Os metais pesados, como o chumbo, o mercúrio e o cádmio, que se encontram nos produtos eletrónicos, podem vazar dos bens descartados, expondo os trabalhadores a poluentes que podem causar cancro do pulmão e danificar órgãos vitais. As mulheres grávidas e as crianças são particularmente vulneráveis à exposição a estes metais, o que aumenta o risco de nados-mortos e pode levar a perturbações neurológicas. Tal como a maioria dos trabalhadores, Abrar não possui qualquer equipamento básico de proteção, como luvas e máscara.

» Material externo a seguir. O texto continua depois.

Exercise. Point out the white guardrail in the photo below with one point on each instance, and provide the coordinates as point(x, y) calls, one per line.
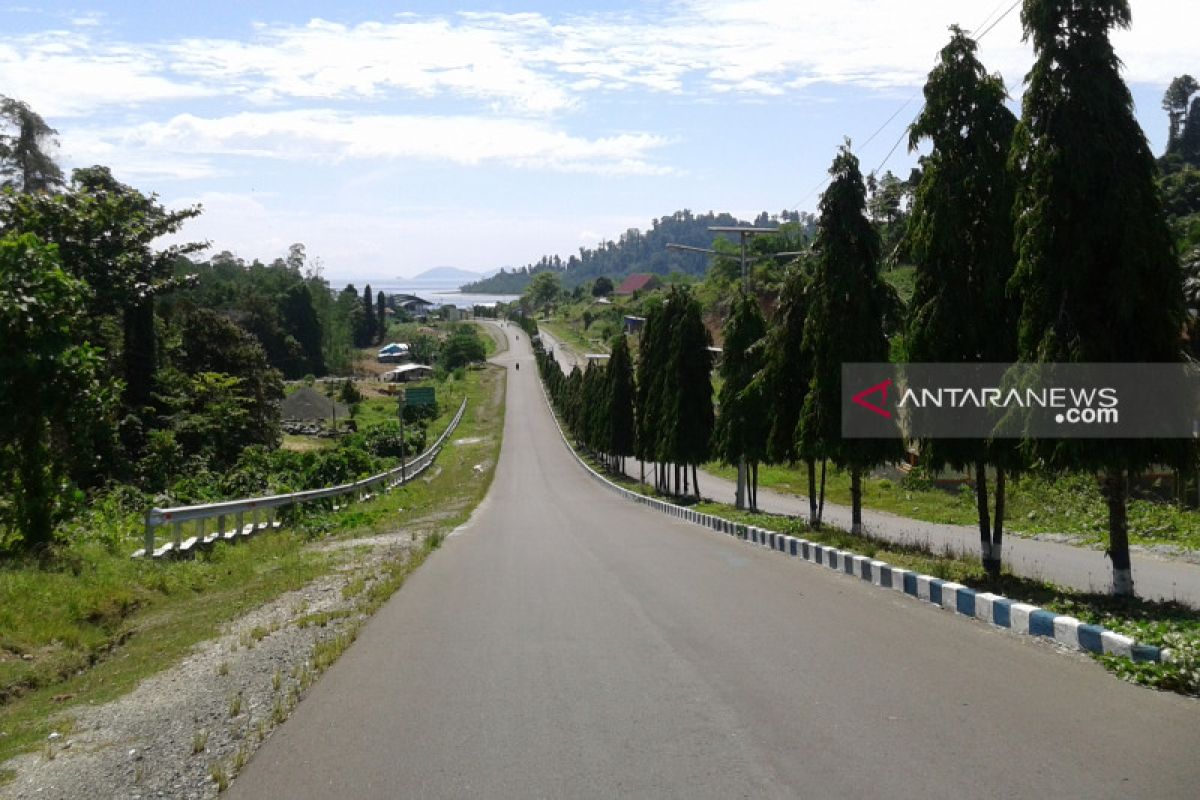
point(238, 510)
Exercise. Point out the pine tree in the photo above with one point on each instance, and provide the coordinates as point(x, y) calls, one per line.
point(850, 304)
point(381, 318)
point(689, 423)
point(784, 383)
point(622, 427)
point(24, 163)
point(960, 238)
point(741, 431)
point(301, 323)
point(370, 328)
point(1097, 270)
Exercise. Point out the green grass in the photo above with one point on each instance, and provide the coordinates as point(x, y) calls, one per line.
point(903, 278)
point(1163, 624)
point(377, 410)
point(89, 627)
point(573, 335)
point(1036, 504)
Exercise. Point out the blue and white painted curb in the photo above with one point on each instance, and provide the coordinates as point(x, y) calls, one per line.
point(984, 606)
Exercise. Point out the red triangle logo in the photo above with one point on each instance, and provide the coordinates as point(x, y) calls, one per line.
point(882, 389)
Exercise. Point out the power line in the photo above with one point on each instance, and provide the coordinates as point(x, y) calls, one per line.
point(988, 18)
point(903, 133)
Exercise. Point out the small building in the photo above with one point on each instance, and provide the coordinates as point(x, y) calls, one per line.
point(641, 282)
point(406, 372)
point(413, 305)
point(394, 353)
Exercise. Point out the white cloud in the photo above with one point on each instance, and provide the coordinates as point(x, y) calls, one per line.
point(193, 143)
point(63, 73)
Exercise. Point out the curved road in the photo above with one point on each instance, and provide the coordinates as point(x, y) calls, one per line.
point(567, 643)
point(1081, 567)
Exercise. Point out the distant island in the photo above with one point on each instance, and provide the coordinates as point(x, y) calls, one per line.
point(445, 276)
point(637, 251)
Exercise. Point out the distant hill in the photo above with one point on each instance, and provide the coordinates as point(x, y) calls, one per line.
point(444, 276)
point(635, 251)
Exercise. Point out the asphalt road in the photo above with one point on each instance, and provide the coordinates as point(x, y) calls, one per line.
point(567, 643)
point(1081, 567)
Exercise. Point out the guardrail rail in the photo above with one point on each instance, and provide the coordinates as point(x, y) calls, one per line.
point(262, 511)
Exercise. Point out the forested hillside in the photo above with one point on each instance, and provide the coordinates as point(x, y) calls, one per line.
point(636, 251)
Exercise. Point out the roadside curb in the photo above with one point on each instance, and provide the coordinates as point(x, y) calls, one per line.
point(983, 606)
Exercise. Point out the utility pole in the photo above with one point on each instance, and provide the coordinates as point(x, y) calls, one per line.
point(744, 234)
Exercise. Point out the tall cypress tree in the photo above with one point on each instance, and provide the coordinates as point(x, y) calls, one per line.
point(689, 425)
point(849, 306)
point(785, 378)
point(960, 238)
point(621, 402)
point(1097, 270)
point(369, 318)
point(652, 365)
point(741, 431)
point(24, 162)
point(301, 322)
point(381, 318)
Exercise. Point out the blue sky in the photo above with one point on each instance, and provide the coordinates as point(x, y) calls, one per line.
point(390, 138)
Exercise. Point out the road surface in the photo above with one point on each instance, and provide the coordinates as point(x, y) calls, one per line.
point(567, 643)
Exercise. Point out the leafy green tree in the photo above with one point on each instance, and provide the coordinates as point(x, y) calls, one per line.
point(960, 238)
point(51, 383)
point(544, 292)
point(1175, 103)
point(688, 391)
point(222, 367)
point(784, 383)
point(653, 352)
point(849, 307)
point(370, 329)
point(622, 421)
point(886, 204)
point(24, 163)
point(106, 234)
point(1189, 140)
point(461, 348)
point(1097, 269)
point(741, 429)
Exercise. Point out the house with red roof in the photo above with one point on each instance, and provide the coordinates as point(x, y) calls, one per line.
point(641, 282)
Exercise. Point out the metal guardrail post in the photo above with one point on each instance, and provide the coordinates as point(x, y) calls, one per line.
point(357, 489)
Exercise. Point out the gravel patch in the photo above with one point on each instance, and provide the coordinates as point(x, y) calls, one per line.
point(168, 737)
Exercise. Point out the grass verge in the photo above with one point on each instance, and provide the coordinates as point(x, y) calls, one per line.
point(91, 625)
point(1036, 504)
point(1164, 624)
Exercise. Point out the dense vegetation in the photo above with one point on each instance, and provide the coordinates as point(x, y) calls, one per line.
point(1003, 265)
point(132, 371)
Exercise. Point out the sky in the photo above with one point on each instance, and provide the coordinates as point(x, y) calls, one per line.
point(394, 137)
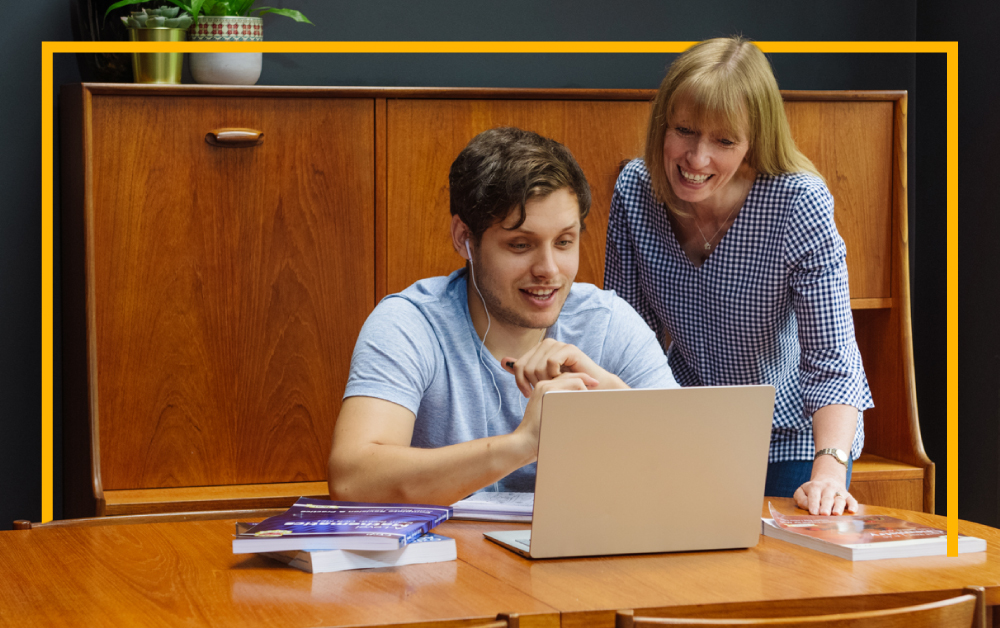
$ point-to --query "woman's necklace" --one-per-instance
(708, 242)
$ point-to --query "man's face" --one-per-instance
(525, 274)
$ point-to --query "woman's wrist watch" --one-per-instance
(839, 454)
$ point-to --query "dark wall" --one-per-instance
(903, 20)
(979, 228)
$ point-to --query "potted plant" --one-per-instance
(226, 20)
(160, 24)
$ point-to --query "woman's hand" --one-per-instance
(826, 493)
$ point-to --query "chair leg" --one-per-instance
(625, 619)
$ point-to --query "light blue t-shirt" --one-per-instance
(420, 350)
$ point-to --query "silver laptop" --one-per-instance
(638, 471)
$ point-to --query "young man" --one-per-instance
(447, 377)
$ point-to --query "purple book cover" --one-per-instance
(318, 517)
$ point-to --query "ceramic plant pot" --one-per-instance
(226, 68)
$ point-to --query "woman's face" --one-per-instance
(701, 159)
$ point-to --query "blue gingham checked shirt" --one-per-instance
(770, 305)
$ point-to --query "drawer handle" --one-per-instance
(234, 138)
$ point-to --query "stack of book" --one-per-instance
(864, 537)
(496, 507)
(319, 536)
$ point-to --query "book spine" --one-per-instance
(425, 528)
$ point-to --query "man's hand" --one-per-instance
(527, 431)
(549, 359)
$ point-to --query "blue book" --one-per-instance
(429, 548)
(319, 524)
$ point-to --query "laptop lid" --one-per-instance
(637, 471)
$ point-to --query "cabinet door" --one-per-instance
(425, 136)
(226, 285)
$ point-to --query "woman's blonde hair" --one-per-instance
(729, 82)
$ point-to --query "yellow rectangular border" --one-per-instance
(369, 47)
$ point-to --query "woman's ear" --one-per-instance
(460, 235)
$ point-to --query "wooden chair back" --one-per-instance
(967, 610)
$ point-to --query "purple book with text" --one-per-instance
(316, 524)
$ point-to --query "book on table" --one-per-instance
(429, 548)
(319, 524)
(864, 537)
(487, 506)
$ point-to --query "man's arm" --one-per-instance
(550, 358)
(372, 461)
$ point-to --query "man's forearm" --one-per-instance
(403, 474)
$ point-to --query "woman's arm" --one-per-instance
(833, 380)
(621, 270)
(826, 491)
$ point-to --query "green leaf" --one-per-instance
(195, 9)
(295, 15)
(242, 7)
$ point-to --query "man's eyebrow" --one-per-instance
(521, 230)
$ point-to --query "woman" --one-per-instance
(723, 239)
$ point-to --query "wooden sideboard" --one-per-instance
(212, 294)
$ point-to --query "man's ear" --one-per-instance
(460, 236)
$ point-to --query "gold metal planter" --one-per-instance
(157, 67)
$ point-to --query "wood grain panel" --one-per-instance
(851, 144)
(907, 494)
(193, 499)
(425, 136)
(224, 327)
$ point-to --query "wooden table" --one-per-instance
(184, 573)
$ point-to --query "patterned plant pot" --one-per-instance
(226, 68)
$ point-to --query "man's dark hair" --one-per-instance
(502, 168)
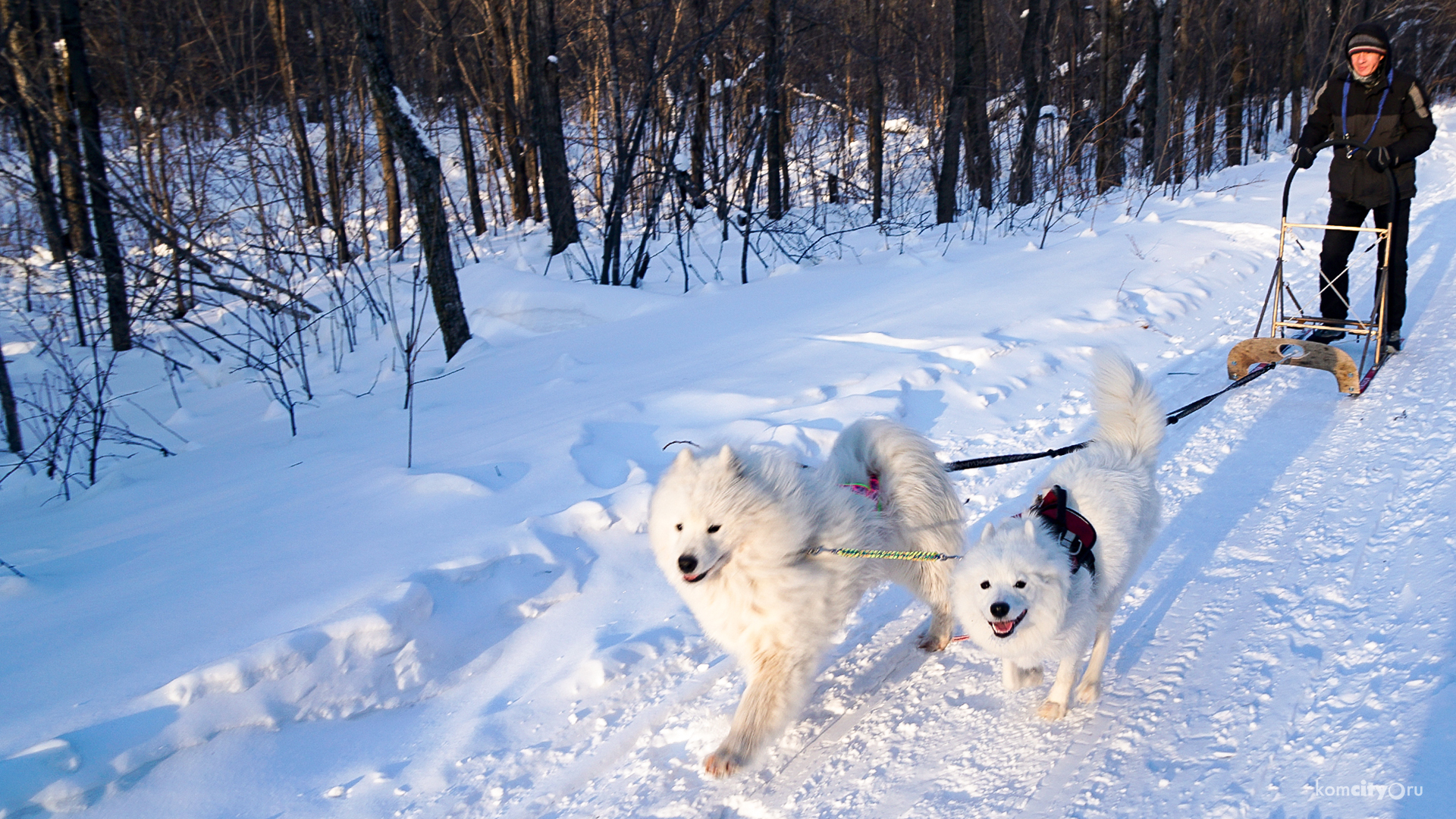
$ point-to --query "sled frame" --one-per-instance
(1280, 347)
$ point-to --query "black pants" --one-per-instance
(1334, 276)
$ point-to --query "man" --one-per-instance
(1370, 102)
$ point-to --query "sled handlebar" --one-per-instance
(1389, 174)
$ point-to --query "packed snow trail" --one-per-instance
(196, 632)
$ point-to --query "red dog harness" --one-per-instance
(1075, 532)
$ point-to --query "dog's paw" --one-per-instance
(724, 763)
(1052, 710)
(1017, 678)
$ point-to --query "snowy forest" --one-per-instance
(224, 177)
(344, 344)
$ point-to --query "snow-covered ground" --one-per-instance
(287, 627)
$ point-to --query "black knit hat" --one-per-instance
(1367, 37)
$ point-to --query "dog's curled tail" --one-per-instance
(1128, 413)
(916, 490)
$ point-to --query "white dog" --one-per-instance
(745, 538)
(1049, 583)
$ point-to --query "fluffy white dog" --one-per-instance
(1047, 582)
(745, 538)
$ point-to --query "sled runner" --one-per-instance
(1288, 343)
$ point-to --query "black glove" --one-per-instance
(1381, 158)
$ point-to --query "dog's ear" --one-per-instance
(731, 461)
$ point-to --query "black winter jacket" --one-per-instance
(1404, 126)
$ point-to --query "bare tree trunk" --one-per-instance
(69, 156)
(386, 165)
(877, 112)
(89, 110)
(1022, 168)
(1238, 91)
(455, 88)
(331, 142)
(422, 171)
(551, 139)
(510, 114)
(1163, 120)
(698, 139)
(774, 108)
(472, 181)
(954, 111)
(312, 200)
(979, 164)
(12, 417)
(69, 159)
(31, 108)
(1296, 55)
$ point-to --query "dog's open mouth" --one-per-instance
(704, 573)
(1005, 627)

Mas o trabalho é uma tábua de salvação. "Tenho de o fazer pela minha família. Quanto mais resíduos eu entregar, mais eu ganho", diz.
A Metastable Materials é uma das as empresas que procuram capitalizar o lixo eletrónico como uma vasta fonte secundária de minerais de transição. Sediada em Bengaluru, é apoiada por algumas das maiores empresas de capital de risco da Índia, obtém baterias de iões de lítio de aparelhos eletrónicos fora de uso no mercado de Seelampur para recuperar minerais, incluindo lítio e cobalto, que podem ser novamente utilizados para fabricar novas baterias. A start-up faz parte de uma indústria nascente de pequenas empresas que vêem o lixo eletrónico como um stock pronto para a reciclagem de baterias. As projeções estimam que o mercado indiano de reciclagem de resíduos eletrónicos atinja 7,5 mil milhões de dólares até 2030. E a indústria indiana de reciclagem de pequenas baterias deverá crescer dez vezes, atingindo mil milhões de dólares até 2030.
"Estamos a trabalhar no sentido de criar uma economia circular para minerais críticos", diz Shubham Vishvakarma, cofundador da Metastable.
A reciclagem poderia fornecer uma parte significativa das enormes quantidades de minerais de que o mundo necessita para o fabrico de tecnologias energéticas limpas, sem os impactos sociais e ambientais associados à extração mineira. A Agência Internacional da Energia estima que a reciclagem poderia reduzir o crescimento das novas necessidades mineiras em 40% para o cobre e o cobalto e em 25% para o lítio e o níquel até 2050. Além disso, os minerais de transição reciclados geram, em média, menos 80% de emissões de gases com efeito de estufa do que os minerais extraídos da extração mineira.
"A extração de minerais das minas tradicionais é muito dispendiosa e prejudica o ambiente", afirma Pratibha Sharma, uma analista de projetos indiana que trabalha na economia circular para o Programa de Desenvolvimento das Nações Unidas. "A mineração urbana ou secundária é uma grande oportunidade para melhorar a economia circular e acelerar a transição energética", diz ela. A Metastable desenvolveu um processo para reciclar baterias de íon-lítio em fim de vida, que diz ser mais barato e mais limpo do que as tecnologias dominantes porque não usa produtos químicos e consome menos energia.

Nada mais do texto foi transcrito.